Modeling of disease progression in Huntington’s disease

Zexin Li presents her work on data-driven disease subtyping, which is a promising approach to overcome these challenges in a mechanism-agnostic manner.

Estimating disease progression from an early stage is one of the challenging tasks in precision medicine, particularly for diseases with a high degree of variation across patients. Here, neurodegenerative diseases are a case in point since they are characterized by heterogeneous progression and multifaceted symptoms and have complex pathogenic mechanisms. In this post we take a look into data-driven disease subtyping, which is a promising approach to overcome these challenges in a mechanism-agnostic manner.

In our study, we leveraged a hybrid modeling approach to analyze a Huntington’s disease dataset (https://enroll-hd.org/) collected from worldwide observational research. To disentangle disease heterogeneity, we explored patient subgroups by the Deep Embedding with Recurrence (VaDER) model [1]. VaDER is a deep learning framework that allows for clustering of multivariate short time series with potential missingness. However, the longitudinal data in the visit-based clinical study was found to be irregular. To align disease trajectories of different patients onto a joint latent time frame, we utilized a non-linear mixed effect (NLME) model [2] to model individual disease trajectories, and shifted individual time stamps according to their random effects and fixed effects. Our hybrid model – combining NLME and VaDER approaches – achieved state-of-the-art performance. As a consequence, all the patients are grouped into two imbalanced clusters where the one with fewer people is representative of rapid disease progression (Figure 1).

© Fraunhofer SCAI
Figure 1: Clusters of disease trajectories. TMS: total motor score; SDMT1: symbol digit modality test total correct score; MMSE: mini mental state examination score. Higher TMS in neurodegenerative disorders may indicate more severe motor symptoms, while lower scores on cognitive measures such as SDMT1 and MMSE may suggest more severe cognitive impairment. The disease progresses to a more severe condition in cluster 2 (red) than in cluster 1 (black) in an equal amount of time.

After capturing the underlying pattern of disease progression, we subsequently trained a random forest classifier that utilized cluster assignments to identify patient subgroups.

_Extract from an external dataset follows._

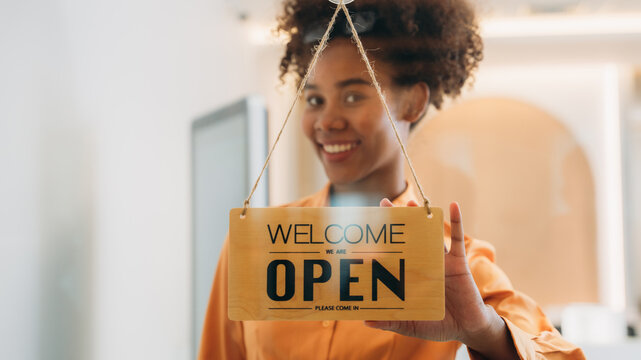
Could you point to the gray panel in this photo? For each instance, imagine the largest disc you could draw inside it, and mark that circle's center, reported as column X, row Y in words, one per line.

The classifier facilitates the prediction of disease subtyping at an early stage and thereby indicates further disease progression. Our pipeline showed better predictive performance compared to the current approach that predicts disease onset based on only a single mutation. We did a post-hoc analysis of the feature importance for our classifier using SHAP values [3]. SHAP values explains how each feature contributes to the final prediction made by the model. The results suggest that various measures of clinical scales, age of patients’ clinical onset, as well as the length of CAG repeats in the HTT gene – Huntington’s disease is caused by its expansion – are of importance for model prediction, of which the most important one was cognitive measures (Figure 2).

In summary, our work proposed a promising data-driven pipeline that could contribute to early estimation of Huntington’s Disease progression. This pipeline is expected to expand to other neurodegenerative diseases and benefit these patients.

© Fraunhofer SCAI
Figure 2: Feature Importance of predictive classifier. The SHAP values are used to evaluate feature importance. For a single patient, SHAP values calculates the contribution of each feature to the target prediction. Here, averaged SHAP values across all patients are ranked.

References:

1. de Jong, Johann, et al. "Deep learning for clustering of multivariate clinical patient trajectories with missing values." GigaScience 8.11 (2019): giz134.

2. Kühnel, Line, et al. "Simultaneous modeling of Alzheimer's disease progression via multiple cognitive scales." Statistics in Medicine 40.14 (2021): 3251-3266.

3. Lundberg, Scott M., and Su-In Lee. "A unified approach to interpreting model predictions." Advances in neural information processing systems 30 (2017).